A fine guerra Ulrich viene abbattuto dalla contraerea, costringendolo a farsi amputare la gamba destra a causa dei frammenti di proiettili. Il pilota non si ferma e, dopo un mese di recupero, spicca di nuovo il volo fino ad arrendersi agli americani nel maggio 1945. Lui, e insieme i suoi amici assi della Luftwaffe, vengono subito circondati da soldati anglo-americani incuriositi di vedere di persona questi grandi e spietati aviatori rispettati talmente tanto dai nemici di guerra, che persino dopo il conflitto l’asso dell’aviazione inglese Bader (a sua volta privo di due arti) aiuta Hans a farsi operare in Inghilterra per problemi postumi dell’amputazione.
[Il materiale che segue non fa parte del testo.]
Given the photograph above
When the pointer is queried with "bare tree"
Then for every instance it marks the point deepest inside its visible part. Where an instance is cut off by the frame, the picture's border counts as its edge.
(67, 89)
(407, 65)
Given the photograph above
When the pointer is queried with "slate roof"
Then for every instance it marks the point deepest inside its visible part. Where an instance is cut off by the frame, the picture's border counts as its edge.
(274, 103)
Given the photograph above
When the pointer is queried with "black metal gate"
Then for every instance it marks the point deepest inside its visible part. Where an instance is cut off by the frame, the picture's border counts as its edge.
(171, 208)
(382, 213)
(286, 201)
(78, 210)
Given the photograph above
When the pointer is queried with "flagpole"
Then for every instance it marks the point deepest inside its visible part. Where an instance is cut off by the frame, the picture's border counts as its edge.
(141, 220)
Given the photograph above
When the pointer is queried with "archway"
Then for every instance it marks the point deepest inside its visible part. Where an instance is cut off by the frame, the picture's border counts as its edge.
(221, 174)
Non essendo stato un pilota di caccia, non è considerato nella lista dei migliori assi dell’aviazione tedesca, ma molti lo considerano come uno tra i migliori aviatori militari della storia ed è stato soprannominato Pilota di Ferro. Le sue azioni spericolate e il carattere forte, temprato dalle difficoltà, come accennato portano Hans Ulrich Rudel anche a essere il soldato tedesco più decorato nel secondo conflitto mondiale. Alle sue spalle si porta anche ben 2500 missioni di volo, con 512 carri armati, 800 obiettivi mobili, 150 cannoni di artiglieria e contraerea, 73 tra navi e imbarcazioni e infine 11 aerei nemici distrutti. Il Pilota di Ferro si trasferirà in Argentina, dove vivrà fino alla fine degli anni Settanta, ritornando poi nell’allora Germania Ovest. Morirà nel 1982 a causa di un ictus, all’età di 66 anni.